If you write code for a living and you’ve been watching the local-AI space, May 9, 2026 is the date to circle. Salvatore Sanfilippo (yes, the guy who wrote Redis) shipped ds4 — a few thousand lines of hand-written C with Metal compute kernels, built for exactly one model: DeepSeek V4 Flash.
I ran the same prompt through three engines on the same 128 GB MacBook Pro:
- DeepSeek V4 Flash via
ds4— fully local, off-cloud - Cloud Claude through my Max plan
- Gemma 4 31B via MLX, also local
Local DeepSeek beat cloud Claude on wall-clock time. That sentence used to be science fiction.

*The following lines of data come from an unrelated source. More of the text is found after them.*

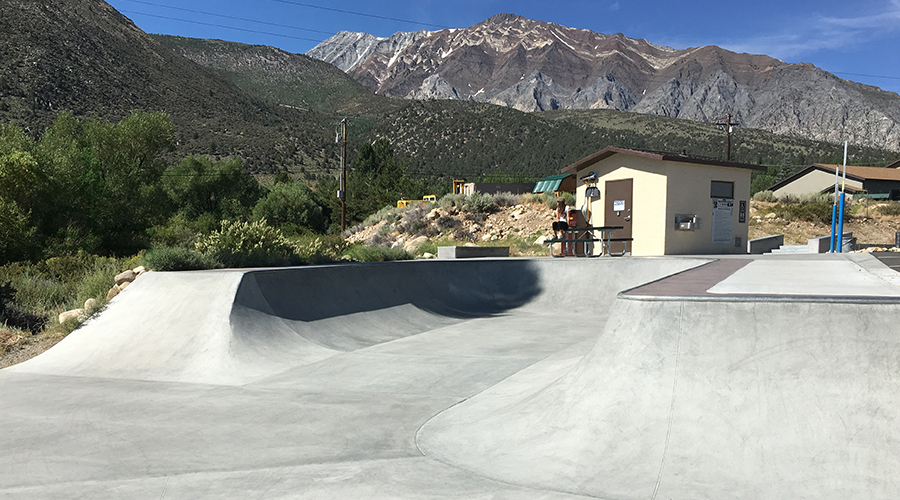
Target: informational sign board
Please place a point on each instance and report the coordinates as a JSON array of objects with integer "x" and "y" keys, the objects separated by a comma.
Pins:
[{"x": 723, "y": 221}]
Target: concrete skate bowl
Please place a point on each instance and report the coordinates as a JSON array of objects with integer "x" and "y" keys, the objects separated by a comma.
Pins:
[
  {"x": 234, "y": 327},
  {"x": 701, "y": 399}
]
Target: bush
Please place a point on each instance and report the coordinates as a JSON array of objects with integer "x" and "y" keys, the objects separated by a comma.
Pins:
[
  {"x": 291, "y": 207},
  {"x": 507, "y": 199},
  {"x": 178, "y": 259},
  {"x": 890, "y": 208},
  {"x": 389, "y": 214},
  {"x": 366, "y": 253},
  {"x": 179, "y": 231},
  {"x": 478, "y": 203},
  {"x": 413, "y": 221},
  {"x": 452, "y": 201},
  {"x": 810, "y": 212},
  {"x": 243, "y": 244},
  {"x": 57, "y": 284},
  {"x": 765, "y": 196},
  {"x": 320, "y": 249}
]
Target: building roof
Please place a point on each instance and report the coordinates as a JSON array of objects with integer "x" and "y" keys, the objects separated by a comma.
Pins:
[
  {"x": 550, "y": 183},
  {"x": 656, "y": 155},
  {"x": 859, "y": 174}
]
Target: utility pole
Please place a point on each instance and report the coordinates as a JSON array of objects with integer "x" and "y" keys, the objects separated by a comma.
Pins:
[
  {"x": 728, "y": 129},
  {"x": 342, "y": 191}
]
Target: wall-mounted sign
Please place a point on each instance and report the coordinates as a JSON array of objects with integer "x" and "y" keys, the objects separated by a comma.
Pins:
[{"x": 723, "y": 221}]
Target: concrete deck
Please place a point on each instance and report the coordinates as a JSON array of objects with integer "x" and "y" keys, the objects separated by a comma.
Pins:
[{"x": 507, "y": 378}]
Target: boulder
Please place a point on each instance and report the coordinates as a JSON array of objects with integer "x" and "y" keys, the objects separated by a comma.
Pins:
[
  {"x": 73, "y": 314},
  {"x": 125, "y": 277}
]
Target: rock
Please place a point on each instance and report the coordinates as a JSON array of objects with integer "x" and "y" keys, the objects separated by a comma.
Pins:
[
  {"x": 125, "y": 277},
  {"x": 73, "y": 314},
  {"x": 414, "y": 243}
]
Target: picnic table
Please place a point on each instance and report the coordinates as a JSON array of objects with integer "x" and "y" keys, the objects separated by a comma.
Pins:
[{"x": 582, "y": 238}]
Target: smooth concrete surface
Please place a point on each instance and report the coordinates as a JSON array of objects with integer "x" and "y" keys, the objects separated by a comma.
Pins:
[
  {"x": 805, "y": 277},
  {"x": 457, "y": 252},
  {"x": 504, "y": 379}
]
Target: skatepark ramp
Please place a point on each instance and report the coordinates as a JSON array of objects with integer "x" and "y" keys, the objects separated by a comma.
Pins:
[
  {"x": 232, "y": 327},
  {"x": 701, "y": 399}
]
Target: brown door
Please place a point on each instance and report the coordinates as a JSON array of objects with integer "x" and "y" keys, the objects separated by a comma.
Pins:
[{"x": 618, "y": 211}]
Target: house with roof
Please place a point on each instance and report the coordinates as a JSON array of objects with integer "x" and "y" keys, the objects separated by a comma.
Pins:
[
  {"x": 819, "y": 178},
  {"x": 668, "y": 203}
]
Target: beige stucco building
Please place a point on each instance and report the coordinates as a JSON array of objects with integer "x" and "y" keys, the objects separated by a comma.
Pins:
[{"x": 668, "y": 203}]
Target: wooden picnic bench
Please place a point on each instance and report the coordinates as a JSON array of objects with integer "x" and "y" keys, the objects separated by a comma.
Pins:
[{"x": 585, "y": 236}]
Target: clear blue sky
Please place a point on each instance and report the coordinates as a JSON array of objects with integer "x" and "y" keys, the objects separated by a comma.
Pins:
[{"x": 857, "y": 40}]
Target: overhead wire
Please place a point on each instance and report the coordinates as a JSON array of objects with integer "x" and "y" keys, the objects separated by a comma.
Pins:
[
  {"x": 248, "y": 30},
  {"x": 364, "y": 14},
  {"x": 224, "y": 16}
]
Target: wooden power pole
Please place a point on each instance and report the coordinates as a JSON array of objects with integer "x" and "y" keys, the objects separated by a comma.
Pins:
[
  {"x": 342, "y": 191},
  {"x": 729, "y": 125}
]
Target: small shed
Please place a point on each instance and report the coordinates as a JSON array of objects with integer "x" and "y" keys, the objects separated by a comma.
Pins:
[
  {"x": 819, "y": 178},
  {"x": 560, "y": 183},
  {"x": 669, "y": 203}
]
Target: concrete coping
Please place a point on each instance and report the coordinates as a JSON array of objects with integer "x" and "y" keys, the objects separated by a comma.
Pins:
[{"x": 451, "y": 252}]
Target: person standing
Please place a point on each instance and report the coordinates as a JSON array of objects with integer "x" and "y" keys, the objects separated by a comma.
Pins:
[{"x": 561, "y": 223}]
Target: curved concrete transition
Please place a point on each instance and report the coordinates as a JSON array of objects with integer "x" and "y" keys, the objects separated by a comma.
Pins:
[{"x": 472, "y": 379}]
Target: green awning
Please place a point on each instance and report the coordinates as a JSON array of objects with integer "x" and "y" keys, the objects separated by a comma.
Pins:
[{"x": 549, "y": 184}]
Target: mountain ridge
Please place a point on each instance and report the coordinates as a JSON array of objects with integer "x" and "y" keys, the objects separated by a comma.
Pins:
[{"x": 538, "y": 66}]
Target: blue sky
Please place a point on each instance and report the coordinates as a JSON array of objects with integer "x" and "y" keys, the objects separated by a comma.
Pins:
[{"x": 858, "y": 40}]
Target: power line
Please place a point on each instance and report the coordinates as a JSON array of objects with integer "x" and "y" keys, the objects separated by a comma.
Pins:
[
  {"x": 867, "y": 76},
  {"x": 374, "y": 16},
  {"x": 248, "y": 30},
  {"x": 229, "y": 17}
]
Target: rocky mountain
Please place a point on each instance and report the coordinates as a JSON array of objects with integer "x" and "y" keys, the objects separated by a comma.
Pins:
[
  {"x": 537, "y": 66},
  {"x": 85, "y": 57}
]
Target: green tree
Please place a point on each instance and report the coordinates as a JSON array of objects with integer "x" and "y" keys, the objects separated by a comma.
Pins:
[
  {"x": 104, "y": 181},
  {"x": 294, "y": 208},
  {"x": 378, "y": 179},
  {"x": 221, "y": 189}
]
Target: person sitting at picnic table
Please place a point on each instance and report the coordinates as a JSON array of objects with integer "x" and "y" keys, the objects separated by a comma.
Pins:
[{"x": 562, "y": 218}]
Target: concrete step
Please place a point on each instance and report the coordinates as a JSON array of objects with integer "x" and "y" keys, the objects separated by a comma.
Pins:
[{"x": 790, "y": 249}]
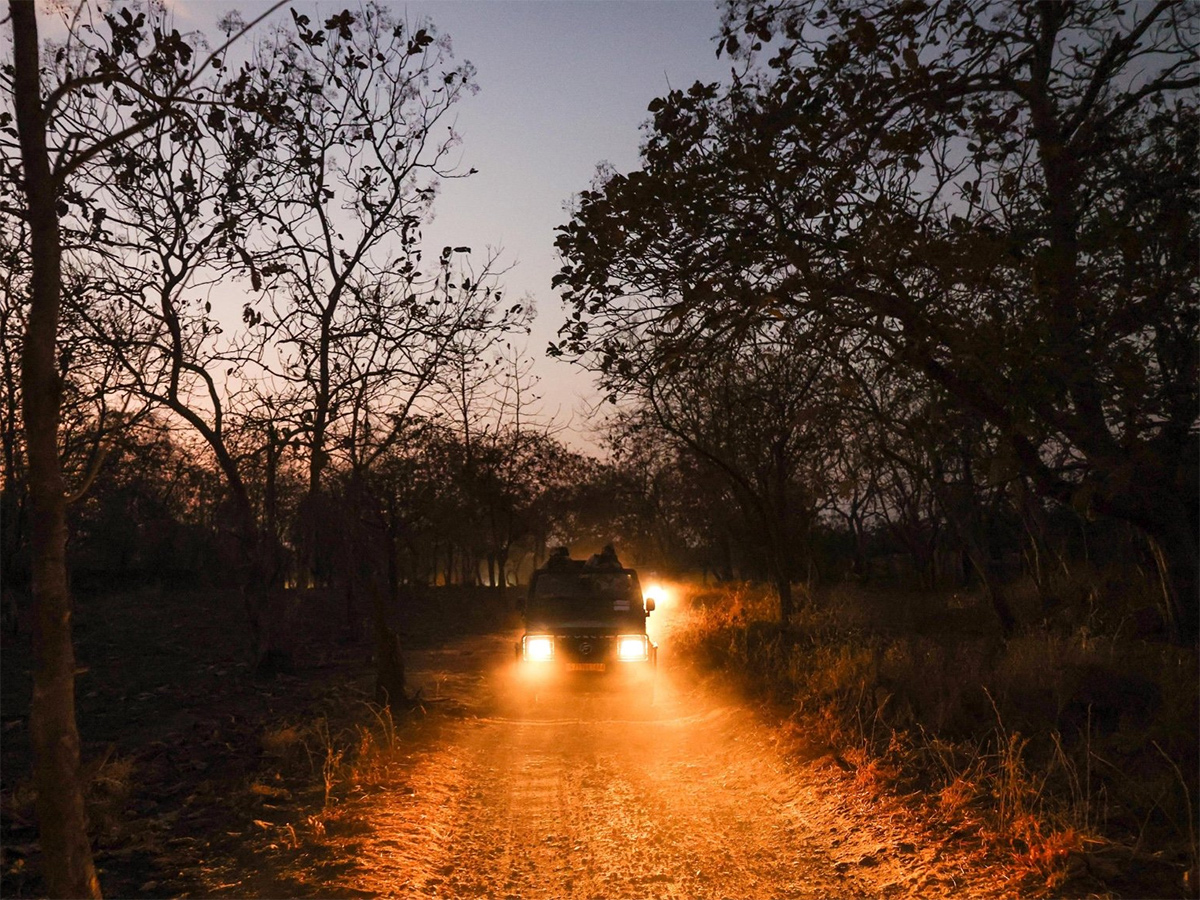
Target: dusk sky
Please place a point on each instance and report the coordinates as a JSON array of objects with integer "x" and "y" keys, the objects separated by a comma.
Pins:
[{"x": 563, "y": 87}]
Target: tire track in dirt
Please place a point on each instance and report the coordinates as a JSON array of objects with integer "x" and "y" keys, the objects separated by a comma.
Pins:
[{"x": 580, "y": 799}]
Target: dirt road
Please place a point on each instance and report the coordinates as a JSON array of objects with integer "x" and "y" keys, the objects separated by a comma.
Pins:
[{"x": 579, "y": 798}]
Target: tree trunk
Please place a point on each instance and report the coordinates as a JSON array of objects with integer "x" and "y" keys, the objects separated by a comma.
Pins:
[{"x": 61, "y": 817}]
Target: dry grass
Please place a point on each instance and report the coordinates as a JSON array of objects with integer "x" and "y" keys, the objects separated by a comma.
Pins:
[{"x": 1068, "y": 745}]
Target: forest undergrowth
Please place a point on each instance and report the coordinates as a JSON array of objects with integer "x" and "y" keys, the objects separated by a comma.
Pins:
[{"x": 1072, "y": 745}]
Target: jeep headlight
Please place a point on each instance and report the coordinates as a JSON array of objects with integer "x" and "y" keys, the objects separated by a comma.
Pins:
[
  {"x": 538, "y": 648},
  {"x": 633, "y": 648}
]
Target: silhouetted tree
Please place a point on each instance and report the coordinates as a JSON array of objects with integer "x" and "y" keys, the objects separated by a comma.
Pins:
[
  {"x": 1002, "y": 196},
  {"x": 125, "y": 51}
]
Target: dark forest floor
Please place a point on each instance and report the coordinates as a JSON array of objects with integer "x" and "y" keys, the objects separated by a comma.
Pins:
[{"x": 181, "y": 744}]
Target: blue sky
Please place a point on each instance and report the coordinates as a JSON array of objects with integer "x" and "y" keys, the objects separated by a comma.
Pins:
[{"x": 564, "y": 84}]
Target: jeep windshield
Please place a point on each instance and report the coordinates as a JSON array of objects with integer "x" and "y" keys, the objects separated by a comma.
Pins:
[{"x": 586, "y": 595}]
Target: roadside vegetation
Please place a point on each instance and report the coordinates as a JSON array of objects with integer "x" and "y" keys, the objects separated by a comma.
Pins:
[
  {"x": 900, "y": 322},
  {"x": 1072, "y": 747}
]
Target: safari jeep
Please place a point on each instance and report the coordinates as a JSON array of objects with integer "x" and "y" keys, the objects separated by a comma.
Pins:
[{"x": 586, "y": 628}]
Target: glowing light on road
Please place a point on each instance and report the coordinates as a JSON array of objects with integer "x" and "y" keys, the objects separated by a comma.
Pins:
[
  {"x": 633, "y": 647},
  {"x": 539, "y": 648},
  {"x": 659, "y": 593}
]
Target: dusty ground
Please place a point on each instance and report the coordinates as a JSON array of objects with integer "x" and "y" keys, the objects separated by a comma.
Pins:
[{"x": 580, "y": 797}]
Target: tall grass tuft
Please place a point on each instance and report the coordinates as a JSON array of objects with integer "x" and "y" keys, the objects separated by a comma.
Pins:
[{"x": 1069, "y": 745}]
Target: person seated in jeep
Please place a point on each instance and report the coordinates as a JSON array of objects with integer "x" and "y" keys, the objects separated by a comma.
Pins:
[{"x": 586, "y": 624}]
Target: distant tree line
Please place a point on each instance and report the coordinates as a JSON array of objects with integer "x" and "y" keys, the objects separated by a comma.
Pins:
[
  {"x": 922, "y": 279},
  {"x": 927, "y": 269}
]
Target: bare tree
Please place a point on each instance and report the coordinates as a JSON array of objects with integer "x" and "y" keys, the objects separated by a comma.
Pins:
[{"x": 127, "y": 52}]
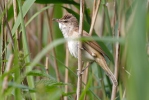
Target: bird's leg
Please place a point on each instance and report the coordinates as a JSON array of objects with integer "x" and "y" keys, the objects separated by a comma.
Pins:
[{"x": 79, "y": 73}]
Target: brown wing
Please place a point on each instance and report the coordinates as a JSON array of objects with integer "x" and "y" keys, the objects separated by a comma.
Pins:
[{"x": 94, "y": 44}]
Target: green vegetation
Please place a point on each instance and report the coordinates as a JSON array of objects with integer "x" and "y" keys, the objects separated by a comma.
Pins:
[{"x": 35, "y": 64}]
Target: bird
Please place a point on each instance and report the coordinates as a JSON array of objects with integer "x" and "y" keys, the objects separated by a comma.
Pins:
[{"x": 91, "y": 51}]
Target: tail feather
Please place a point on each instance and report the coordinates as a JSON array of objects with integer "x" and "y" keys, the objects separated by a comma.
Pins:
[{"x": 101, "y": 61}]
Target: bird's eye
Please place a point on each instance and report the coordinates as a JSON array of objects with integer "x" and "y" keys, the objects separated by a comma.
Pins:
[{"x": 65, "y": 21}]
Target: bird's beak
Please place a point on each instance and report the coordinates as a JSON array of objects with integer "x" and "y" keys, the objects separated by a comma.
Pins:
[{"x": 56, "y": 20}]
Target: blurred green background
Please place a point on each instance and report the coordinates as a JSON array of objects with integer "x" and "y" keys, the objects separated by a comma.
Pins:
[{"x": 34, "y": 58}]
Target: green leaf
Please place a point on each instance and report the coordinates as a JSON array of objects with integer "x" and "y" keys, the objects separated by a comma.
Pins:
[{"x": 56, "y": 2}]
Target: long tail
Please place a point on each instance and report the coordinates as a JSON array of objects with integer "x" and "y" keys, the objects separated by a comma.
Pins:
[{"x": 101, "y": 61}]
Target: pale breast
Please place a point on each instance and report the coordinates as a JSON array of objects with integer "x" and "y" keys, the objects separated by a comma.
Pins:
[{"x": 73, "y": 48}]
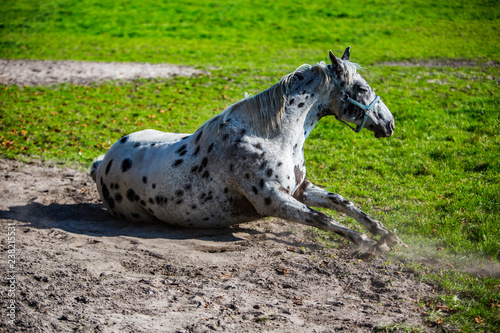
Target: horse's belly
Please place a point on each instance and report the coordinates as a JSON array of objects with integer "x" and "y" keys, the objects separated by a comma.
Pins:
[{"x": 144, "y": 178}]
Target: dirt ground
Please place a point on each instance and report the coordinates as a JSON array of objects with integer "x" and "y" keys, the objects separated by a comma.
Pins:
[{"x": 78, "y": 269}]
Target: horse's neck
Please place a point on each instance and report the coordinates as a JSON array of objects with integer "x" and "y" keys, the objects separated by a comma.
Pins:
[{"x": 302, "y": 111}]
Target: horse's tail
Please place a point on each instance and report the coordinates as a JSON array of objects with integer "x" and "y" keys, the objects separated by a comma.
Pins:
[{"x": 95, "y": 166}]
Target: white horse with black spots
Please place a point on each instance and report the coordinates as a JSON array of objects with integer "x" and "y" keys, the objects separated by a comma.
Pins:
[{"x": 248, "y": 162}]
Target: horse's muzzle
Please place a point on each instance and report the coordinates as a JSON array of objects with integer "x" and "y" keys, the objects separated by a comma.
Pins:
[{"x": 386, "y": 132}]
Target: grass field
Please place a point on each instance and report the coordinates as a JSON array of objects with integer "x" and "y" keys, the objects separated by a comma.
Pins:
[{"x": 436, "y": 181}]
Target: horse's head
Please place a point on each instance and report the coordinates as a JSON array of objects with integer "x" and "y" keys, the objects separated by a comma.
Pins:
[{"x": 355, "y": 102}]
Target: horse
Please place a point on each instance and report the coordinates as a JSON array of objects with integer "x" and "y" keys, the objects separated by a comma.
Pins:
[{"x": 248, "y": 163}]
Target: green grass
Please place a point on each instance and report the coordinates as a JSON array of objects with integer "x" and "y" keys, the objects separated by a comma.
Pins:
[{"x": 436, "y": 179}]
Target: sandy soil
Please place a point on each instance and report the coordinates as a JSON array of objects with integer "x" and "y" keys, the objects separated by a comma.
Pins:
[
  {"x": 46, "y": 72},
  {"x": 79, "y": 269}
]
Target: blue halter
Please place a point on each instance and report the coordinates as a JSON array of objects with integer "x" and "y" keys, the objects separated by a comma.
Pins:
[{"x": 346, "y": 99}]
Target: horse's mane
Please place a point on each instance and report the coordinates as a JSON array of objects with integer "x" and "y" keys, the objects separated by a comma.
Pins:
[{"x": 266, "y": 109}]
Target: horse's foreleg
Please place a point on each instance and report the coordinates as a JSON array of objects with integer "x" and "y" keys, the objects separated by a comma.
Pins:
[
  {"x": 280, "y": 204},
  {"x": 314, "y": 196}
]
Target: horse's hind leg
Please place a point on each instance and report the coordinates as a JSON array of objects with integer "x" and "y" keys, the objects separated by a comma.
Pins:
[{"x": 314, "y": 196}]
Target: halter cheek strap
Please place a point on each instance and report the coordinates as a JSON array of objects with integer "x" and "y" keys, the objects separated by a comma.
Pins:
[{"x": 347, "y": 99}]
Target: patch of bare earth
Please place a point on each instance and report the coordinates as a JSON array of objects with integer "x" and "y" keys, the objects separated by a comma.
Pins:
[
  {"x": 455, "y": 63},
  {"x": 77, "y": 268},
  {"x": 46, "y": 72}
]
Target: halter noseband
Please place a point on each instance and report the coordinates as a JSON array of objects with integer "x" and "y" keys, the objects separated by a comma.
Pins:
[{"x": 347, "y": 99}]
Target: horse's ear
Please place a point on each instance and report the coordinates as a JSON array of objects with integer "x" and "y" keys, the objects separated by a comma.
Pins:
[
  {"x": 347, "y": 53},
  {"x": 335, "y": 61}
]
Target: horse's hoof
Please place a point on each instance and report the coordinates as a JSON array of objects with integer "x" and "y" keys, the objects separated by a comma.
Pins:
[{"x": 383, "y": 247}]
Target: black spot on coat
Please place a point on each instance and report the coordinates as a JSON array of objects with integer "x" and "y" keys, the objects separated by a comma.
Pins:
[
  {"x": 109, "y": 166},
  {"x": 126, "y": 165}
]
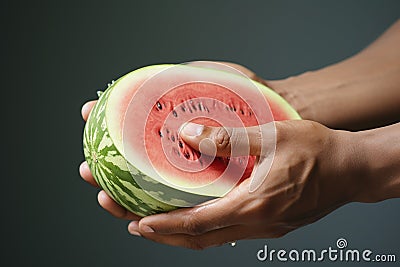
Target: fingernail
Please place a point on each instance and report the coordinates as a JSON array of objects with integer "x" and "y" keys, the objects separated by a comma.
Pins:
[
  {"x": 147, "y": 229},
  {"x": 192, "y": 129}
]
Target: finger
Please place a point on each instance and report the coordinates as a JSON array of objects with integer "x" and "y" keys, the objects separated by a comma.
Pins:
[
  {"x": 197, "y": 220},
  {"x": 86, "y": 174},
  {"x": 222, "y": 141},
  {"x": 112, "y": 207},
  {"x": 212, "y": 238},
  {"x": 86, "y": 108}
]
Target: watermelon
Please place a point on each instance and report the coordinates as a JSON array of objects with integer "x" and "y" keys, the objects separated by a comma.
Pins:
[{"x": 131, "y": 138}]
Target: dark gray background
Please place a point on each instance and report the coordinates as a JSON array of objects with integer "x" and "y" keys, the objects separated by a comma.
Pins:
[{"x": 54, "y": 58}]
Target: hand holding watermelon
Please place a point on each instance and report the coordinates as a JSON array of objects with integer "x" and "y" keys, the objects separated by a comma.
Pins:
[{"x": 315, "y": 169}]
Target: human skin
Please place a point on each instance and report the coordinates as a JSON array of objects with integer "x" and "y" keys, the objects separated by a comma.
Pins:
[{"x": 315, "y": 169}]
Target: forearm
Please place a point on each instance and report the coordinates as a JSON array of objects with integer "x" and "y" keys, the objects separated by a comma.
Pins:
[
  {"x": 368, "y": 163},
  {"x": 360, "y": 92},
  {"x": 379, "y": 163}
]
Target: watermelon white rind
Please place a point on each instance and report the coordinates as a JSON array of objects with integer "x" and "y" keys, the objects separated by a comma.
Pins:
[{"x": 104, "y": 153}]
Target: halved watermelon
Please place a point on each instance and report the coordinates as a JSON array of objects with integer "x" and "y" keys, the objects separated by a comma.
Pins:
[{"x": 132, "y": 143}]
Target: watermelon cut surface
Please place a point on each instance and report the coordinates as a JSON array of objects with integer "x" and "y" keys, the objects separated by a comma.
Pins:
[{"x": 132, "y": 143}]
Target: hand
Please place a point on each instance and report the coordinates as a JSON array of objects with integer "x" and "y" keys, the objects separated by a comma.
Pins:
[{"x": 310, "y": 177}]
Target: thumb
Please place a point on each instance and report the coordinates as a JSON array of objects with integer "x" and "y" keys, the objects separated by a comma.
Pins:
[{"x": 226, "y": 141}]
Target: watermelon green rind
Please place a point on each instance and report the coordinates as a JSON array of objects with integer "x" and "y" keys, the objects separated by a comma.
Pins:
[
  {"x": 112, "y": 173},
  {"x": 119, "y": 178}
]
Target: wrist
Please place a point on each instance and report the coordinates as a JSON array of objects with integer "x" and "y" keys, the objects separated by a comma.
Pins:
[
  {"x": 345, "y": 161},
  {"x": 380, "y": 163}
]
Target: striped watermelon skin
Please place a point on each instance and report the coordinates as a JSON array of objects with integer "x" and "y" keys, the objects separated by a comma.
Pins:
[
  {"x": 109, "y": 167},
  {"x": 128, "y": 186}
]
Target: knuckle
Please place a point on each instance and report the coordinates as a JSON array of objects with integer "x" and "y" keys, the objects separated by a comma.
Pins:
[
  {"x": 195, "y": 244},
  {"x": 222, "y": 139}
]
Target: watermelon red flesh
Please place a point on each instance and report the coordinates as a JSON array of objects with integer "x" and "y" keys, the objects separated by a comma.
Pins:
[
  {"x": 180, "y": 104},
  {"x": 139, "y": 120}
]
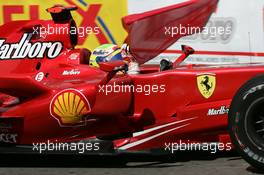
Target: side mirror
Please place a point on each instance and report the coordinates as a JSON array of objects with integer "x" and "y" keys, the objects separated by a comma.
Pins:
[
  {"x": 113, "y": 66},
  {"x": 187, "y": 50}
]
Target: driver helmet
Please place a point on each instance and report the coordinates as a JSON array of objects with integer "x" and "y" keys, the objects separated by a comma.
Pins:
[{"x": 105, "y": 53}]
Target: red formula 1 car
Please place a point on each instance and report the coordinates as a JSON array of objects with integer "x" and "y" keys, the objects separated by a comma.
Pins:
[{"x": 51, "y": 96}]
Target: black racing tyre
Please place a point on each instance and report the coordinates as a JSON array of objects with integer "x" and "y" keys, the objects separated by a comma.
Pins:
[{"x": 246, "y": 121}]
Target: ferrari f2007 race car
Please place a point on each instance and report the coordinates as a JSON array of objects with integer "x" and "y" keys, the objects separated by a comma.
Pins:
[{"x": 51, "y": 97}]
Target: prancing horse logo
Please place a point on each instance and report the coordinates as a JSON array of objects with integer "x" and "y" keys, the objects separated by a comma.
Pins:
[{"x": 206, "y": 84}]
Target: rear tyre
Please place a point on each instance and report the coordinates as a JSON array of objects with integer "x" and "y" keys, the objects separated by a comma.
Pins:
[{"x": 246, "y": 122}]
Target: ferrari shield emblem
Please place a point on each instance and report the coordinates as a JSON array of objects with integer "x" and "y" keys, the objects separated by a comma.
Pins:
[{"x": 206, "y": 84}]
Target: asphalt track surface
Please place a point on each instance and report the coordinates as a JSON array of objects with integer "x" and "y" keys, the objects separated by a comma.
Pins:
[{"x": 181, "y": 163}]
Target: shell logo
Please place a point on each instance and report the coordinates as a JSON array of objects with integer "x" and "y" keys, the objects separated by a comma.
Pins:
[{"x": 69, "y": 107}]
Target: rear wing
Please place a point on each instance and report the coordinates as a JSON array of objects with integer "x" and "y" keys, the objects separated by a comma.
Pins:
[{"x": 149, "y": 32}]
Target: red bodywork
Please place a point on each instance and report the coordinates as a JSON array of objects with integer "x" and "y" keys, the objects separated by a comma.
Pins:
[{"x": 38, "y": 96}]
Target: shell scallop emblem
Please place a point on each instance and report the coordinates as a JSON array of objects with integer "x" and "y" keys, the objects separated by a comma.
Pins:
[{"x": 69, "y": 107}]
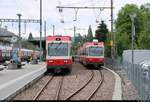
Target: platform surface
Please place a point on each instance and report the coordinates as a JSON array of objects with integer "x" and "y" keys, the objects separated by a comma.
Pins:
[{"x": 13, "y": 79}]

▶ Watch the companion video — three engines, one prompt, three completely different aurora animations rendered in real time on the same machine.
The benchmark, for people who don’t want filler
| Engine | Time | Output | Where it ran |
|---|---|---|---|
DeepSeek V4 Flash (ds4 local) |
103 s | 3,259 tokens | Apple Silicon GPU |
| Cloud Claude (Max plan) | 192 s | ~3,500 tokens | Anthropic data center |
| Gemma 4 31B (MLX local) | 131 s | 1,992 tokens | Apple Silicon GPU |
The prompt was a single creative HTML task: “Build an animated northern lights scene — single file, vanilla JS, mountains, pine trees, twinkling stars, flowing aurora bands.”
Each engine produced a completely different aurora. None of them hit the network during inference. (Yes, I checked with lsof. Yes, this is the same lsof audit pattern from the AirGap NDA piece.)
Three architectural decisions in ds4 worth understanding
This is the part that matters if you’re a developer thinking about local AI infrastructure.
1. Asymmetric 2-bit quantization (only where quality is forgiving)
The naive approach to quantization treats every weight the same. ds4 doesn’t. Only the routed Mixture-of-Experts experts get compressed to 2-bit (specifically IQ2_XXS for up/gate, Q2_K for down). Every quality-critical path — shared experts, attention projections, routing, output head — stays at higher precision (Q8 or full).
Those routed experts are about 90% of the weight footprint. The other 10% is where small precision losses cause big accuracy losses. Quantize the 90%, leave the 10%, and you get an 81 GB file that still calls tools cleanly and writes coherent code.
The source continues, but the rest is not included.